幼なじみ、同い年。昔から変わらない優しさはきっと母親譲り。
〇〇が俺の部屋のドアから顔を覗かせる。


「勉強、一緒にしないかなって?」


『いいよ。あ、甘い匂い。』


「うん、さっきまで作ってたの。食べる?」


〇〇がジップロックに詰まったお菓子たちを出してくれる。
俺はリビングから飲み物と2人専用のコップを取りに行く。


『オレンジジュースで良かった?』


「うん!ありがとう!」


その笑顔はお父さん譲りだ。
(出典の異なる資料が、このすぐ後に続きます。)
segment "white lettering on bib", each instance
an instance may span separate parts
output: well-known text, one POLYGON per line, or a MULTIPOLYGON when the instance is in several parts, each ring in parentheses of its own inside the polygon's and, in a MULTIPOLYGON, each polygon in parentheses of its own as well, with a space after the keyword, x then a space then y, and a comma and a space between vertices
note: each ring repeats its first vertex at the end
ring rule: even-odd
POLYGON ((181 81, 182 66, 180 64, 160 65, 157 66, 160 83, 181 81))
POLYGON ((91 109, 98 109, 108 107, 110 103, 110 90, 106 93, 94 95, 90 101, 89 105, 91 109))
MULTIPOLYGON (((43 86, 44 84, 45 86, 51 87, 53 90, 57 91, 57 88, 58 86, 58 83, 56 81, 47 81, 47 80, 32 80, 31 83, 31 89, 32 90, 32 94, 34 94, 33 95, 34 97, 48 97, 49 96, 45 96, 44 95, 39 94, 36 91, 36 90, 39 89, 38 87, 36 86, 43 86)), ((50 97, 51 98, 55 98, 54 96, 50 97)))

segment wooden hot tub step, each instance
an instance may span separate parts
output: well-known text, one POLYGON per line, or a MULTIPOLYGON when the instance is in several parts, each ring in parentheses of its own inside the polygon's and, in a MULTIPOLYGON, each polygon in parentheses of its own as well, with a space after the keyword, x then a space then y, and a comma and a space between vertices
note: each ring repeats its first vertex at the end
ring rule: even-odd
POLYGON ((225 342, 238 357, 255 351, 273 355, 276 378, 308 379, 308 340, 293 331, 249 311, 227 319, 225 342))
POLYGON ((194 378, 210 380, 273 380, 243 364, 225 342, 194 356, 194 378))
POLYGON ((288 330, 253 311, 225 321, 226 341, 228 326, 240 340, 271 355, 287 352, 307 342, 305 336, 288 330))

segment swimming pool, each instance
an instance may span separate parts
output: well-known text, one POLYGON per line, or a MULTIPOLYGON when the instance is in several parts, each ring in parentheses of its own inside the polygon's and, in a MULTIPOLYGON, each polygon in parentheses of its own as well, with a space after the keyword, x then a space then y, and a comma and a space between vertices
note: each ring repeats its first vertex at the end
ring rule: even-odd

そんな事を思う。


『今年のバレンタインは決まったの?』


「宏太はどれが一番美味しかった?」


ここ1週間、〇〇が今年配るお菓子の試食会状態で。
毎日のように〇〇が美味しいお菓子を作ってくれる。
俺のため、ってわけじゃないけど。


『俺は…トリュフとマドレーヌかな?』


「じゃあその2つの詰め合わせにする!」


決まった!って言いながら教科書を開く。
俺も一緒にノートを開く。


『あ、チョコついてる』


「え?どこ?とって!」


困った顔して俺の方を見つめてくるから、ティッシュ片手に手を伸ばす。


『ほい、じゃあ勉強しようか。』


〇〇の頭をぽんっと1度。頬を赤くしたその様子が誰よりも可愛い。
だからこの手はきっと、〇〇のためだけのもの。


「宏太の手、日に日に大きくなるね」


『そうか?』


「うん、安心する。」


微笑みが優しくて、俺の心は荒れ模様。好きなんて苦しい。

今年のバレンタインは本命が貰えるのだろうか、今年は〇〇から。
そんな事を考えながら、俺はシャーペンをノックする。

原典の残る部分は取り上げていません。